Tax and Estate Planning Matters
In terms of residence status under UK law, you are only temporarily non-resident if you are away for less than 5 years. This means that, if you return within this time, you would be liable to pay CGT on disposal of any UK assets within this period. As such, you must register with HMRC and file an annual self-assessment tax return to take account of any new foreign source of income or gains.
It is also worth noting that a formerly domiciled resident’s domicile of origin revives for IHT purposes on return to the UK, making you liable to IHT on worldwide assets if UK domiciled. To mitigate this liability while UK domiciled, a person might make use of Lifetime gift & Inter-vivos trust allowances (bearing in mind the available nil-rate band at the time of their return).
A new will should also be drafted stating who should benefit from your estate when you pass away and the jurisdiction whose laws should apply. This is particularly important if your family make up has changed in the course of time whilst abroad.

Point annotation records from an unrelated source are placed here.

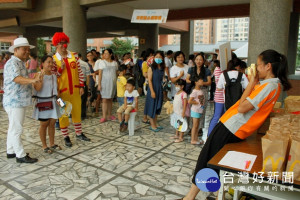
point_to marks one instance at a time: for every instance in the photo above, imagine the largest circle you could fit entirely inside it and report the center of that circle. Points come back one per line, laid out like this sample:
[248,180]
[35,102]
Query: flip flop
[48,150]
[197,143]
[146,122]
[178,140]
[154,130]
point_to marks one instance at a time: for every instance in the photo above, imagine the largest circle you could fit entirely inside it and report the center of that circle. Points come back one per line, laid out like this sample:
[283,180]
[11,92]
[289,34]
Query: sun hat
[20,42]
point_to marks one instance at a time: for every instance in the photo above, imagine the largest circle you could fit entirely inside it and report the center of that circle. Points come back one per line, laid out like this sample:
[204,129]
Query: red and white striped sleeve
[80,73]
[55,69]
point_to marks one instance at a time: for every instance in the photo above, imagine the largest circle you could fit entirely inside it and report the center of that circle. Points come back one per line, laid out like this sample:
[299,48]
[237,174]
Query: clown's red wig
[58,37]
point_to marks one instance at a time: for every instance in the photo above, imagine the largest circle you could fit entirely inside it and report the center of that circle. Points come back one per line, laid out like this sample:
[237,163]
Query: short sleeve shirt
[121,83]
[263,97]
[175,71]
[84,68]
[207,73]
[145,67]
[178,102]
[232,74]
[15,95]
[130,97]
[196,94]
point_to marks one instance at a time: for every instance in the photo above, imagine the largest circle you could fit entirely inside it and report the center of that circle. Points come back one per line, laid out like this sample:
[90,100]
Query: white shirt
[130,97]
[232,74]
[175,72]
[178,103]
[101,64]
[84,68]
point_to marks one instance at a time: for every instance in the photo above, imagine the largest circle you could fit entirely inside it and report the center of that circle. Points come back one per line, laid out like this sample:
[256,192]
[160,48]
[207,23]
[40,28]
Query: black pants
[212,91]
[84,100]
[94,94]
[215,142]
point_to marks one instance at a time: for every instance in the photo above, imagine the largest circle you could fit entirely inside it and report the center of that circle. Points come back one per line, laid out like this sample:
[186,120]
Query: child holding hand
[197,102]
[130,103]
[179,106]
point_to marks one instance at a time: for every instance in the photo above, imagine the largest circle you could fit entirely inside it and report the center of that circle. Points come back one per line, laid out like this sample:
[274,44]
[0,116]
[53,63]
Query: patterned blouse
[15,95]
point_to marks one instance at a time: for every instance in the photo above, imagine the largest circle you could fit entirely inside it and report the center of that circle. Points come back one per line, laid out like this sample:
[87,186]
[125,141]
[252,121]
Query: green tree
[120,47]
[41,48]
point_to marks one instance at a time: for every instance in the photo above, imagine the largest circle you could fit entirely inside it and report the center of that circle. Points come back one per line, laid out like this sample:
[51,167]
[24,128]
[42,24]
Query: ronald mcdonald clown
[70,84]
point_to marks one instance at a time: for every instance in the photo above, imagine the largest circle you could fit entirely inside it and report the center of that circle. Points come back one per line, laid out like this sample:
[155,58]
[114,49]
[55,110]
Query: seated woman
[249,113]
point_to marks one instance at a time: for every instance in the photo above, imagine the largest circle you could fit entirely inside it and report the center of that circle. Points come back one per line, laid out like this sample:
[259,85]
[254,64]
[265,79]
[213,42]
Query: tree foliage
[120,47]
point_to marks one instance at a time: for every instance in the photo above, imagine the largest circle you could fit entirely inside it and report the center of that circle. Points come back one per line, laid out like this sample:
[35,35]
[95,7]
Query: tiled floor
[112,166]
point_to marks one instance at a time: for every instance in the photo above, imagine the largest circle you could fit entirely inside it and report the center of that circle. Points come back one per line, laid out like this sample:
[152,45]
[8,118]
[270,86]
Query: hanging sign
[150,16]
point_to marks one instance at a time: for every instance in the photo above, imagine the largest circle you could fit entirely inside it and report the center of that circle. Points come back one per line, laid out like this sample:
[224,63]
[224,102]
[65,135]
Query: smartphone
[60,102]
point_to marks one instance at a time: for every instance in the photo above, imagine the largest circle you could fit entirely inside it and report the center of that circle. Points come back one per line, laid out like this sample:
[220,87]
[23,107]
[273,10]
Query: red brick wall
[295,90]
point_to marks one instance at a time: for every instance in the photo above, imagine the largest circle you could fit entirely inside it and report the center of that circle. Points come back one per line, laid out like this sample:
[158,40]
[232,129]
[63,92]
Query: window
[4,46]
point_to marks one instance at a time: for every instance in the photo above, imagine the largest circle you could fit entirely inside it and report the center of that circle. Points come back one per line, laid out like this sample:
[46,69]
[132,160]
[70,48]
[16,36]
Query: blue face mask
[158,60]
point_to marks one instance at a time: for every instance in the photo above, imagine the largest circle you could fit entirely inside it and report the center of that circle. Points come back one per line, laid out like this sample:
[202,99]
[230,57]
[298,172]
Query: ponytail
[279,66]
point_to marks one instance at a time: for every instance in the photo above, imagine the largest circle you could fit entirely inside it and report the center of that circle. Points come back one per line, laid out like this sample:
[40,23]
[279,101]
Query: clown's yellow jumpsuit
[70,80]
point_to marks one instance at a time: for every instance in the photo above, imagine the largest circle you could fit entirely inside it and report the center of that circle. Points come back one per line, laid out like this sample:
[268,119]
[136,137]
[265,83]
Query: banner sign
[225,55]
[150,16]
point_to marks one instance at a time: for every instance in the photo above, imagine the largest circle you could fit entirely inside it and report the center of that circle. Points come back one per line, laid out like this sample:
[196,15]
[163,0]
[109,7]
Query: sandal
[154,130]
[198,142]
[178,140]
[146,122]
[102,120]
[48,150]
[112,118]
[54,147]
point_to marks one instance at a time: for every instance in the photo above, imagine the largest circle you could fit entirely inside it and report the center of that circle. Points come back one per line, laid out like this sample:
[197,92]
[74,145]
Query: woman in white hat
[17,96]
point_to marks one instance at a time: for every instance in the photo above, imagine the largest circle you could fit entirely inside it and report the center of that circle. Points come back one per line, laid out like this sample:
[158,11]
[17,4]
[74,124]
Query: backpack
[188,107]
[233,90]
[138,74]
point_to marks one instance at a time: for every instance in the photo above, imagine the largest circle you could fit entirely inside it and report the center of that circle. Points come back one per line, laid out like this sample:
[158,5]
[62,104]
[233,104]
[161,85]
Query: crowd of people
[241,102]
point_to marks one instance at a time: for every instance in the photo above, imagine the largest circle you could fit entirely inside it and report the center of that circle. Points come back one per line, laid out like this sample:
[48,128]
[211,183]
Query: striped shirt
[219,94]
[263,98]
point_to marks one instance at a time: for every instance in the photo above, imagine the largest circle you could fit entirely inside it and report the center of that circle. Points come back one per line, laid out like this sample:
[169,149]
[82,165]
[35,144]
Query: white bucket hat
[20,42]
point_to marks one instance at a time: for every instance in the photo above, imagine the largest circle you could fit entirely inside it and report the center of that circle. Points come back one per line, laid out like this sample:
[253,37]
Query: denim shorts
[120,100]
[195,115]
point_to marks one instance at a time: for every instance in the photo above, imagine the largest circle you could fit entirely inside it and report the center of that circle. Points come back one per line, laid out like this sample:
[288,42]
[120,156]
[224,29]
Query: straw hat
[20,42]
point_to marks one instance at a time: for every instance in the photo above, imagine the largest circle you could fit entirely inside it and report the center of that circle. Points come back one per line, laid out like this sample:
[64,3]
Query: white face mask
[177,89]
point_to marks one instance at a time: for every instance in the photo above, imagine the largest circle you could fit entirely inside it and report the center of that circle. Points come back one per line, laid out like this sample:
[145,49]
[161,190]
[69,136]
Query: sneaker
[124,128]
[82,137]
[26,159]
[68,142]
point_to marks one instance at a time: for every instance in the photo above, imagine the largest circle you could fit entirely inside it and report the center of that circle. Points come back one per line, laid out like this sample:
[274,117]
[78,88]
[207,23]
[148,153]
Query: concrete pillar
[148,37]
[74,25]
[293,42]
[269,26]
[187,41]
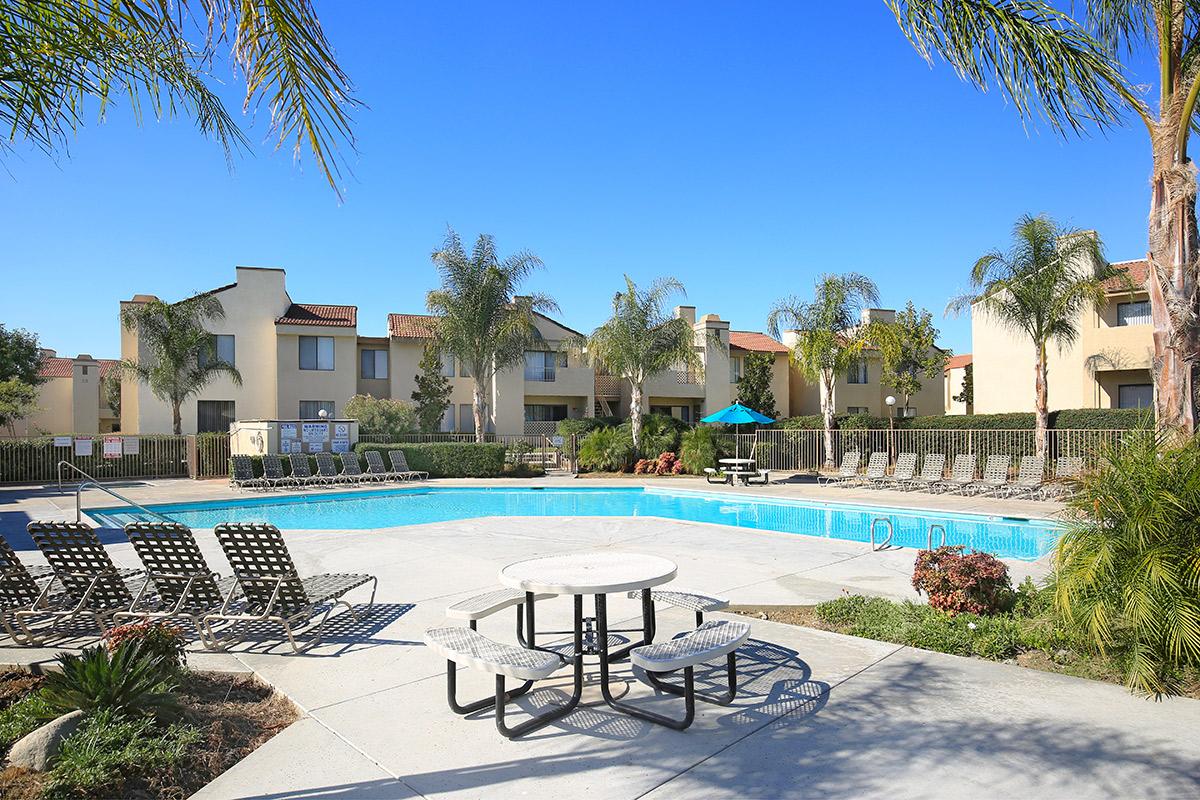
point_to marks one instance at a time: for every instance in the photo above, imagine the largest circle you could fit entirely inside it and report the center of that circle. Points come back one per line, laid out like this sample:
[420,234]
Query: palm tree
[1072,74]
[831,334]
[183,353]
[1041,288]
[642,338]
[481,320]
[60,56]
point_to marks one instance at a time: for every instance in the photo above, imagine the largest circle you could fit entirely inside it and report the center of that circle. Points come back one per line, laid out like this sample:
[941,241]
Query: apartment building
[861,389]
[1108,366]
[70,398]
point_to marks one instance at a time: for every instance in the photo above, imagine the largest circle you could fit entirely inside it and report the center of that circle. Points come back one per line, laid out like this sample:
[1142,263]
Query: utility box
[285,437]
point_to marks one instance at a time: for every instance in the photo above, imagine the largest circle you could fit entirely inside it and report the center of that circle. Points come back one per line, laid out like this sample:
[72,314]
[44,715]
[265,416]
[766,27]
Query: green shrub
[126,680]
[448,458]
[23,717]
[107,749]
[609,450]
[700,447]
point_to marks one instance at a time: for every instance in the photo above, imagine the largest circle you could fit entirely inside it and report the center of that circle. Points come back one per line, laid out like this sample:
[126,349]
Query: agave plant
[1128,567]
[126,680]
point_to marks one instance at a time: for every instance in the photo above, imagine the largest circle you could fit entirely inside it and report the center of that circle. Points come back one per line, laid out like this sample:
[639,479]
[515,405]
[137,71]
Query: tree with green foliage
[183,354]
[642,338]
[432,392]
[831,335]
[1127,567]
[382,415]
[910,352]
[18,401]
[754,385]
[1078,73]
[21,356]
[481,319]
[1041,287]
[65,58]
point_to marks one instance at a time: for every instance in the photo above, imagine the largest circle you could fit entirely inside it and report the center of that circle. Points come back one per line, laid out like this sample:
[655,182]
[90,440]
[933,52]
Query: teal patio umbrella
[738,415]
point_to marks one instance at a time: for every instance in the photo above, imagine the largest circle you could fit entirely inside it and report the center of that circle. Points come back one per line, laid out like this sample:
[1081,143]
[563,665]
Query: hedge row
[448,458]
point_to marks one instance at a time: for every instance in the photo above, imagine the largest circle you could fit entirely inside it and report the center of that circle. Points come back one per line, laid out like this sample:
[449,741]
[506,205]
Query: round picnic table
[598,575]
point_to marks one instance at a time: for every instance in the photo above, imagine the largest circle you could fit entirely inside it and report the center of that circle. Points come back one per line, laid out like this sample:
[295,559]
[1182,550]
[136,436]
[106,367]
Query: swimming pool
[1003,536]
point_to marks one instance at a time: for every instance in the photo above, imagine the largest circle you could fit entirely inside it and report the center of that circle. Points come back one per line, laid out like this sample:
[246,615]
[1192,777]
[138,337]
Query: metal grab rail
[887,541]
[94,483]
[930,537]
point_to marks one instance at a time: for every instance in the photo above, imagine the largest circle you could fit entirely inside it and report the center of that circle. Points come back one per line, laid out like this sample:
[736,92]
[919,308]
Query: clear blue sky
[742,148]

Wills covering the jurisdictions in which you have other assets will make your foreign estate administration smoother and invariably quicker
You might also take a moment to consider the consequences of not being able to take care of your own affairs any longer by arranging Lasting Powers of Attorney for both financial and welfare purposes should you lose mental capacity.
Having your affairs in order and a plan for your estate can avoid family disputes and unnecessary hardship for your loved ones on your passing.
Purchase of your UK family home
There is currently a grace period offered for relief of SDLT on the first £500,000 of value in UK real estate. You might also be able to benefit from Principal Private Residence (PPR) Relief.
If you are moving back to your family home in the UK, which had been let to tenants, PPR Relief is reduced to cover only the period when it was the primary residence of the vendor. In other words, when you come to dispose of your property, a taxable gain arises when you have been absent from the property during your ownership.
This new development can into effect in April 2020 and increases your potential exposure to CGT if you have let out your UK home whilst you were residing abroad.
Finally, be aware of currency movements and enjoy the benefits of weak sterling when purchasing your primary residence in the UK from foreign currency savings.